Cell migration was performed by scratch assay. The A549 and H322 cells were transfected with si YBX1, control si RNA or PBS when cells grown to approximated full confluence, subsequently scraped with a 100 ul pipette tip to bring the sterile wound gaps, the spacing of gap was photographed by inverted microscope at 0h and 48h.

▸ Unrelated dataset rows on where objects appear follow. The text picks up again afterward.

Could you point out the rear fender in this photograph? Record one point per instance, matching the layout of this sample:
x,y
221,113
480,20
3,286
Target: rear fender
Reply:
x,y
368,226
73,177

Xenograft mouse model and tumor processing

Twelve female nude mice (4–6 weeks old, 16-18g weigh) were managed at SPF Laboratory Animal Center at Dalian medical university in strict accordance with the guidelines by the U.S. National Institutes of Health Guide for the Care and Use of Laboratory Animals. To assess the effect of siRNA-YBX1 on lung adenocarcinoma growth in vivo, the nude mice were randomly divided into 2 groups (control siRNA group, n=6; siRNA-YBX1 group, n=6) and injected 2X106 cells (A549) subcutaneously near the axillary fossa. Two weeks later when tumor volume reached about 20 mm3, the compound of control siRNA or siYBX1 and liposome dissolved in 5% glucose was delivery into tumor twice a week for 3 weeks. Then all mice were terminated with ether anesthesia inhalation and humanely sacrificed. The tumor volume (V = (width2 × length)/2) and body weights were recorded. Tumor specimens were fixed in formalin and embedded in paraffin or directly stored at –80°C. Procedure of hematoxylin-eosin staining (H&E staining) was referring to our previously published article [35]. Expression of YBX1, CDC25a, Ki67 and cleaved caspase 3 were investigated using IHC staining, the experimental procedure was performed as above. (antibody of Ki67 and cleaved caspase 3 diluted 1:200 and 1:100 in PBS containing 2% goat bovine serum respectively).

Statistical analysis

Student’s t-test or analysis of variance (ANOVA) was used to compare the values of the test and control samples in vitro and in vivo. The associations between YBX1 or CDC25a expression and categorical variables were compared by Pearson chi-squared test. Survival curves were calculated using the Kaplan Meier method. The log-rank test was used to analyze overall survival (OS) time between different clinicopathological factors in lung adenocarcinoma. Univariate and multivariate analysis was performed using the Cox regression model. Data was analyzed by the SPSS 20 software (Inc, Chicago, IL). Values of p<0.05 were considered statistically significant difference.

ACKNOWLEDGMENTS

This work was supported by grants from the National Natural Science Foundation of China (81173453), Natural Science Foundation of Liaoning Province, China (2016, to Gu Chundong) and Municipal Science and Technology Program of Dalian, China (2012E15SF141). Appreciate Dr. Sun from the First Affiliated Hospital of Dalian Medical University for pathological assistance.

CONFLICTS OF INTEREST

The authors declare no conflict of interest.